Empezó porque ella le servía el café y, sin querer, tiró un chorrito en su muslo. Él sabía que no lo había hecho ella a propósito. No era para tanto, pero él se enojó de más porque contaba con que ella lo llevaría al trabajo y ella dijo que no podía hacerlo, se le haría tarde para llegar al banco.

—Con uno que llegue tarde es suficiente, ¿no crees? —dijo ella esa mañana calurosa y despejada.

Era uno de esos ciclos en los que no van bien las cosas. Habían hecho el amor hacía una semana, por la noche. Ella estaba tan cansada, o eso dijo, que solo se puso boca abajo y solo gimió tres veces. Más que desearlo, ella solo lo aceptó. El venía cansado, estresado se dice, de la calle, del trabajo. Le dio un beso después de eyacular adentro de ella, fue al baño a limpiarse. Ninguno  recuerda si charlaron un poco o no antes de hacerlo. Eso sí, recuerdan haberse dado las buenas noches antes de dormirse.

Esta mañana él se fue en tranvía, tomar un taxi a la oficina le habría llevado más tiempo. Pensó en que habían sido novios muchos años: cinco. Quizá demasiados para luego soportar un matrimonio. Antes de llegar a su oficina sonó su celular, era el tono de ring de ella. Él miró su teléfono y decidió no contestar, estaba encabronado. El celular volvió a sonar uno o dos minutos después. Tampoco contestó. Ya por la tarde notó que ella dejó un mensaje, lo escuchó:

—Hey, ¿me llamas?, me faltó decirte algo —dijo ella y colgó.

Al llegar a la casa por la noche ella no estaba ahí y la máquina de mensajes tenía 18 guardados. Él apretó la flechita de play.

Ah… este… Hola, buenas. Este número está marcado como de “casa” en el celular de… de la mujer… El auto es un Smart rojo placas 973-ATS… Eh, ella… ella está grave en el Hospital Central —dijo una voz y colgó.

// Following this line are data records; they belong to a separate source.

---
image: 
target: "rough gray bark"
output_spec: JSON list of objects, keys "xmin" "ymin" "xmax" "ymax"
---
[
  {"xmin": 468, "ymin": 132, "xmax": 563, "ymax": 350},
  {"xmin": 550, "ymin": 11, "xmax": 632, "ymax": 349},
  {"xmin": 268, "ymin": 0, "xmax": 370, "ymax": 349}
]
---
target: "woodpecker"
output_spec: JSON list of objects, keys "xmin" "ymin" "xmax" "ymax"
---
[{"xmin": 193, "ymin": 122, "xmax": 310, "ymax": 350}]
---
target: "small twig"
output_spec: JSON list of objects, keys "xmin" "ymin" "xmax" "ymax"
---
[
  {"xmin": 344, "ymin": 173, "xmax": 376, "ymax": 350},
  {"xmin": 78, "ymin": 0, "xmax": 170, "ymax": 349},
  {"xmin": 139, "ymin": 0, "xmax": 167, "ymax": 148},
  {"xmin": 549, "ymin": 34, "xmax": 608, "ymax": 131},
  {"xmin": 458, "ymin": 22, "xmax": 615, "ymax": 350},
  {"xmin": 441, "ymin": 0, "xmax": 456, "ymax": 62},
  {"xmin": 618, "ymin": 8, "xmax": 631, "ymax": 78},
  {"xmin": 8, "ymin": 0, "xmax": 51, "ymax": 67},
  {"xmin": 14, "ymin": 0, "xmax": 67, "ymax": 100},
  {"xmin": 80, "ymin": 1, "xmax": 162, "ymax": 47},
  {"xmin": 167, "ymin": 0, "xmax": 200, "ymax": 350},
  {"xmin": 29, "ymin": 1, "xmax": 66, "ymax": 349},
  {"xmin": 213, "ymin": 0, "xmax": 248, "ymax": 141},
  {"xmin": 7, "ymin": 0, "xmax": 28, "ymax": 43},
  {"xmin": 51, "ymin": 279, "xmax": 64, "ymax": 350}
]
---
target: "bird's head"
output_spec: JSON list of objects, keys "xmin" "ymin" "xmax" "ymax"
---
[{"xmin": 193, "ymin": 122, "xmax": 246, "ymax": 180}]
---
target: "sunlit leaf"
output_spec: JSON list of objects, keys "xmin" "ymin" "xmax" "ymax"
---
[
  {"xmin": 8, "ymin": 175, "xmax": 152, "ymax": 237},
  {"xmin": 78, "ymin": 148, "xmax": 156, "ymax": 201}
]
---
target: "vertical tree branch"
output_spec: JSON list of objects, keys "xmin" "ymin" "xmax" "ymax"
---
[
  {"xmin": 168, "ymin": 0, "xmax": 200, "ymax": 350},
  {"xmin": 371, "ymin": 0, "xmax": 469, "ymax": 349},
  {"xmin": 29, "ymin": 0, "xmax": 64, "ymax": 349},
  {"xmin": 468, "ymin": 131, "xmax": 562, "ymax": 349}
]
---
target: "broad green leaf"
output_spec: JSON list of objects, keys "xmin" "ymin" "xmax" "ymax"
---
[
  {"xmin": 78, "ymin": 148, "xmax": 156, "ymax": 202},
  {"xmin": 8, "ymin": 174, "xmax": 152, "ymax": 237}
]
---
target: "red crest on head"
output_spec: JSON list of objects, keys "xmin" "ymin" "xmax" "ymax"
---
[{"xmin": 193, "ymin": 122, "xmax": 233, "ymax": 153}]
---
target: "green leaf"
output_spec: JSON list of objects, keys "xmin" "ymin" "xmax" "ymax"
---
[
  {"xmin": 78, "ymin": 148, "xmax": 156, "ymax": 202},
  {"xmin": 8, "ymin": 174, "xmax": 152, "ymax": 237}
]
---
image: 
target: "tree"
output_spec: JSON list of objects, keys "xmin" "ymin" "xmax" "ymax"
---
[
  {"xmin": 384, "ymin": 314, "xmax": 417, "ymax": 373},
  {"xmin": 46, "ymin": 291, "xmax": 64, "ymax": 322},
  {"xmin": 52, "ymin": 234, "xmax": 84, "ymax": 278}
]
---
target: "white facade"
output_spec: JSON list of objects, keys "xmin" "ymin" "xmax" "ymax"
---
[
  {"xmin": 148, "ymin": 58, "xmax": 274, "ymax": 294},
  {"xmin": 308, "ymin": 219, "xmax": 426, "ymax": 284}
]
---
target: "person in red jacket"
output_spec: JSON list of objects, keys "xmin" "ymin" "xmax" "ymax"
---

Los siguientes 17 mensajes decían más o menos lo mismo.

Cuando él llegó al hospital le dieron la noticia: ella había muerto de inmediato, sin sufrir. Él se preguntó si es que alguien puede morir sin sufrir al volcarse en la autopista. quizá sí, lo normal es morir sin sufrir. El accidente ocurrió en la mañana, minutos después de que él no quiso contestar por segunda ocasión.

Entonces olvidó que estaba enojado con ella, pero por la mañana no sabía que la vida era tan breve y que tendría que vivir el resto de sus días especulando que era lo que le faltó decir a ella.